The movie, which premiered at the 2012 Venice Film Festival, underperformed at the box office, but still received rave reviews from Entertainment Weekly, The Los Angeles Times, and the Christian Science Monitor, among others. Sadly, it was also the fifth and final collaboration between Anderson and Hoffman, the latter of whom died tragically in February 2014 of a drug overdose.
Anderson is widely known as a courageous risk-taker in the industry, bending the rules of filmmaking to his advantage. To be sure, he’s a director that I respect due to his habit of making innovative, technically proficient projects. The Master has an authentic old-school feel to it, having been shot on 70mm film, and Anderson certainly did his homework on the time period. The Master takes place in a 1950s America where a Navy veteran lacks fulfillment in his life and struggles to re-enter civilian society. The film doesn’t shy away from weighty subjects and features some very powerful performances, smart dialogue, and excellent cinematography and music.
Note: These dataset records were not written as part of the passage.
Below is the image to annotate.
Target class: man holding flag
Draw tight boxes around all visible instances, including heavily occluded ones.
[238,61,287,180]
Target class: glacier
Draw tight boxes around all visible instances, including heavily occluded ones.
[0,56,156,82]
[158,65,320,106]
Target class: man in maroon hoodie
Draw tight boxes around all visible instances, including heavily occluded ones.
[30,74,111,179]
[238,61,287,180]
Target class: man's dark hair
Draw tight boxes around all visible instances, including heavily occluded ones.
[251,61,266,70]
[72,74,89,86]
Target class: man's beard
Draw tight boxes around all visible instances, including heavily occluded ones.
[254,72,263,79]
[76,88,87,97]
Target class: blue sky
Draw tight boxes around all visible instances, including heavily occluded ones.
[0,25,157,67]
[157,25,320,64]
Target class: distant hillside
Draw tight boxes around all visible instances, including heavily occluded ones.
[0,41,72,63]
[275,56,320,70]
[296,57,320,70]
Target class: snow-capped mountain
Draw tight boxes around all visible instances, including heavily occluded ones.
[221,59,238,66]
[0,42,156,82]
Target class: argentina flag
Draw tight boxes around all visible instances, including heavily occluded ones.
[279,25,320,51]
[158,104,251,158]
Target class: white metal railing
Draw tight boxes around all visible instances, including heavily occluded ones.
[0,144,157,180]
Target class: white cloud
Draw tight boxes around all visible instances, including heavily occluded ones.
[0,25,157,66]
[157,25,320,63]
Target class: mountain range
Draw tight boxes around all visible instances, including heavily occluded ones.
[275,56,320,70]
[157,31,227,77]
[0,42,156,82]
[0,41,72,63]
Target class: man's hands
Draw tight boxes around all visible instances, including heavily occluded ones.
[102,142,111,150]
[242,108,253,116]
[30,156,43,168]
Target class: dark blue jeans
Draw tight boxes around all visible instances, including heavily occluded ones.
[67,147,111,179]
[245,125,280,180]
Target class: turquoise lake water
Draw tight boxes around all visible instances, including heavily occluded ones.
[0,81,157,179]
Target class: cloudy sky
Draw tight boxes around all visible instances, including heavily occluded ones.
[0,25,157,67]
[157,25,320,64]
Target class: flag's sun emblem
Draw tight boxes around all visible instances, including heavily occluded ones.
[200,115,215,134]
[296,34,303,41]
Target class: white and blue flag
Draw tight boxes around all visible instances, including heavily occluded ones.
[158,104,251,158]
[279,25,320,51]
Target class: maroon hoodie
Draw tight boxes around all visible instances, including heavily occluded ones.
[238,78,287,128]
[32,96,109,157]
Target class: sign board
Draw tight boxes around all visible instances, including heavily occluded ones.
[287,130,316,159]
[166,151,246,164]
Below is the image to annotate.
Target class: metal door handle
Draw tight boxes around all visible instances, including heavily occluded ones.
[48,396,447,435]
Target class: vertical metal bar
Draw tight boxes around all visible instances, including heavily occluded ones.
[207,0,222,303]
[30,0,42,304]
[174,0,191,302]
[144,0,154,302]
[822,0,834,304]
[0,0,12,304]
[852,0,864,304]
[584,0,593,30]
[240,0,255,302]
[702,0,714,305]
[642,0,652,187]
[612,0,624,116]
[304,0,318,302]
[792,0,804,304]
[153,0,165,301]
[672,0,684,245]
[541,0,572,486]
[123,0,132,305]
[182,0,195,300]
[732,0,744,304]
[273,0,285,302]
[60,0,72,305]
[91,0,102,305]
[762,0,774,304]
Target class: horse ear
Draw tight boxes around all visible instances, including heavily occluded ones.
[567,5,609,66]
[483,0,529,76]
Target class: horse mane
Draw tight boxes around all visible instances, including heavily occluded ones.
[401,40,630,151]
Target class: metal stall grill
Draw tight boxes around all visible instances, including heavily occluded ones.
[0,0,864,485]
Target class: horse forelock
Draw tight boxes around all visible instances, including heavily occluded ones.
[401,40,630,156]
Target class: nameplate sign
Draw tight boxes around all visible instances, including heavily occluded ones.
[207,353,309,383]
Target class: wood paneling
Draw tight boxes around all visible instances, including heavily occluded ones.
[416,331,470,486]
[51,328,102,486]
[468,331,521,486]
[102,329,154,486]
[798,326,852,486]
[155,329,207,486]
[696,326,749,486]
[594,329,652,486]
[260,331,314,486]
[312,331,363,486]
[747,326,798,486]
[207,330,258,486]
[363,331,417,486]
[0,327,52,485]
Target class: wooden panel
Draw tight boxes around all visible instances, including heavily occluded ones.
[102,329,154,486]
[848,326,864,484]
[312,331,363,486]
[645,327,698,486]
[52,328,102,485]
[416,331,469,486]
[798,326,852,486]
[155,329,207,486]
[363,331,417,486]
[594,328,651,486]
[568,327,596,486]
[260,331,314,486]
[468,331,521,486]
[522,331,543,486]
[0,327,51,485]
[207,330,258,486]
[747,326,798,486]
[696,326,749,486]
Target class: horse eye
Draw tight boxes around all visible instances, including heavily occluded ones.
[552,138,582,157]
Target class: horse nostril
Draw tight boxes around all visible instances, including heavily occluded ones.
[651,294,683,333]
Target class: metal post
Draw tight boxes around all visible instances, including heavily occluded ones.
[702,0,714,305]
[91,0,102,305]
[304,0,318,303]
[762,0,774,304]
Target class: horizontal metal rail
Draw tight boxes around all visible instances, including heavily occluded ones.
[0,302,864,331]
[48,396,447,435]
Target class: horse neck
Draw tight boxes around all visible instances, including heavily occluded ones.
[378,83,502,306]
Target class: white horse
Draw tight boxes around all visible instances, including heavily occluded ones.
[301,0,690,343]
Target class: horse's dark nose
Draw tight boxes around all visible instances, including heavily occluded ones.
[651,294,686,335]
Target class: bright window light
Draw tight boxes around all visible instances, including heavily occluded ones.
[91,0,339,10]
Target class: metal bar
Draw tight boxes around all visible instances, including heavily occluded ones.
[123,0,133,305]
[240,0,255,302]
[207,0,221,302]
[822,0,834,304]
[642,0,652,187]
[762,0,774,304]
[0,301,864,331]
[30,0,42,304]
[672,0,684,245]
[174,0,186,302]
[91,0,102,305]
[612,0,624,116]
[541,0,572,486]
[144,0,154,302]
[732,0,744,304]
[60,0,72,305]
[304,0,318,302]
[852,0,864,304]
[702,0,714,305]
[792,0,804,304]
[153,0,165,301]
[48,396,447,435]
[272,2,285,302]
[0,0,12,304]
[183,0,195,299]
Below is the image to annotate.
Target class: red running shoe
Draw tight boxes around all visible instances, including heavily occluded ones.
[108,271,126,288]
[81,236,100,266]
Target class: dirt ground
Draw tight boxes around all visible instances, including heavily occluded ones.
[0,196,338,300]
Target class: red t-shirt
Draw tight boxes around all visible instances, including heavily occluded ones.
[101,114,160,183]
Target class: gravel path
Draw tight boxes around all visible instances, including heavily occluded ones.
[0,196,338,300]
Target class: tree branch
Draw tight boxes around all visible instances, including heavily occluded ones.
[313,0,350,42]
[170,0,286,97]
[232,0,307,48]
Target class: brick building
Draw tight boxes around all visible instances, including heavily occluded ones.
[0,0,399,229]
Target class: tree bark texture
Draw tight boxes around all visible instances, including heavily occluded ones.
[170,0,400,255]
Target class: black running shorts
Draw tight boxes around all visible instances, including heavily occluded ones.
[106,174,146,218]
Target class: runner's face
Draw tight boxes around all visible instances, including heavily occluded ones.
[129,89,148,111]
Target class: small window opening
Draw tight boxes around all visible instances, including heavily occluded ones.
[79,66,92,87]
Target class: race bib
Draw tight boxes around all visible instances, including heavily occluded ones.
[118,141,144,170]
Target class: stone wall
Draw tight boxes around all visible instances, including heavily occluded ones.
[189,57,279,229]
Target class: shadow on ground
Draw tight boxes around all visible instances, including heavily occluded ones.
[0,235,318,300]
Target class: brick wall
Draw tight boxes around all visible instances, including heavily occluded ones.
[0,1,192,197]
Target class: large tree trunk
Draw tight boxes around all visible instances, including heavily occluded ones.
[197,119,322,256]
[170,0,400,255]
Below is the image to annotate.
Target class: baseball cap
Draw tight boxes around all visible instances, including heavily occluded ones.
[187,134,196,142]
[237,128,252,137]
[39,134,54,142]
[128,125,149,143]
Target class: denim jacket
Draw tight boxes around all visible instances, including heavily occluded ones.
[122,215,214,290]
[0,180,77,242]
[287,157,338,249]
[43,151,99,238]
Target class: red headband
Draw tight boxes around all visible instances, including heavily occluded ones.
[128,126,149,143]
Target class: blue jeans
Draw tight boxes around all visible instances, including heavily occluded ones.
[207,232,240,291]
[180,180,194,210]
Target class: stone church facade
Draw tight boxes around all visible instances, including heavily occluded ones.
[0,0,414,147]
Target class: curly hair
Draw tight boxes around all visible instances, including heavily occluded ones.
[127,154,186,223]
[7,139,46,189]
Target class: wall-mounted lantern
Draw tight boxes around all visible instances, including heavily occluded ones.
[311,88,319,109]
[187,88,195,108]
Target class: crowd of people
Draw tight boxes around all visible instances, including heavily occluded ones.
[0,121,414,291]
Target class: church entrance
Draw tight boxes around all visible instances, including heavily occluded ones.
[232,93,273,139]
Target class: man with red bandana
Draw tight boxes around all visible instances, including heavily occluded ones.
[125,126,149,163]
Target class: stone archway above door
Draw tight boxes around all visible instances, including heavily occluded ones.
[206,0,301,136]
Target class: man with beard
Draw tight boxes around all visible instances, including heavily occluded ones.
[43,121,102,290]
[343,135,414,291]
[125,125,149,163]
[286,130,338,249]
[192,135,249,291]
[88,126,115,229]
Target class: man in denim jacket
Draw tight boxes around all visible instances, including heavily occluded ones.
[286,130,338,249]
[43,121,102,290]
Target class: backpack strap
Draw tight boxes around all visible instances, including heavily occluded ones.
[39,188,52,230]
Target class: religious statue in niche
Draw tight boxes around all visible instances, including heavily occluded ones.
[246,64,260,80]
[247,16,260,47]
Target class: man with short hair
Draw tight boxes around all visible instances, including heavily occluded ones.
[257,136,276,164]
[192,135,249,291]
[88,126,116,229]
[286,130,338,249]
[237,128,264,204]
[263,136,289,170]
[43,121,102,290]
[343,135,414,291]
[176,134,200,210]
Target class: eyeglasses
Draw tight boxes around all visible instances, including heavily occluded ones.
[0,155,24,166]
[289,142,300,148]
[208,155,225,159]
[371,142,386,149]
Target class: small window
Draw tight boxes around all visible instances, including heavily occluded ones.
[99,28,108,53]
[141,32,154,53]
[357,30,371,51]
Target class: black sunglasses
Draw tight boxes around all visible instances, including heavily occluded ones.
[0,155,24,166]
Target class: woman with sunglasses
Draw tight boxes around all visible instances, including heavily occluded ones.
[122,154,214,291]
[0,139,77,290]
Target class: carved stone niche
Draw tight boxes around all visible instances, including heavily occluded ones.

However, The Master doesn’t have enough forward momentum, narratively speaking, to sustain all of its important themes. The film feels more like a series of interconnected vignettes as opposed to a cohesive, traditional story. I’ll give Anderson & Co. credit for taking risks and creating a great-looking movie. But ultimately, The Master doesn’t quite reach masterpiece level due to its own internal contradictions and a labored third act.
- Written and directed by Paul Thomas Anderson
- Produced by Paul Thomas Anderson, JoAnne Sellar, Daniel Lupi, and Megan Ellison
- Starring Joaquin Phoenix, Philip Seymour Hoffman, Amy Adams, Laura Dern, Jesse Plemons, Rami Malek, Ambyr Childers
- Director of Photography — Mihai Malaimare Jr.
- Music by Jonny Greenwood
- Edited by Leslie Jones and Peter McNulty
- Rated R for sexual content, graphic nudity and language.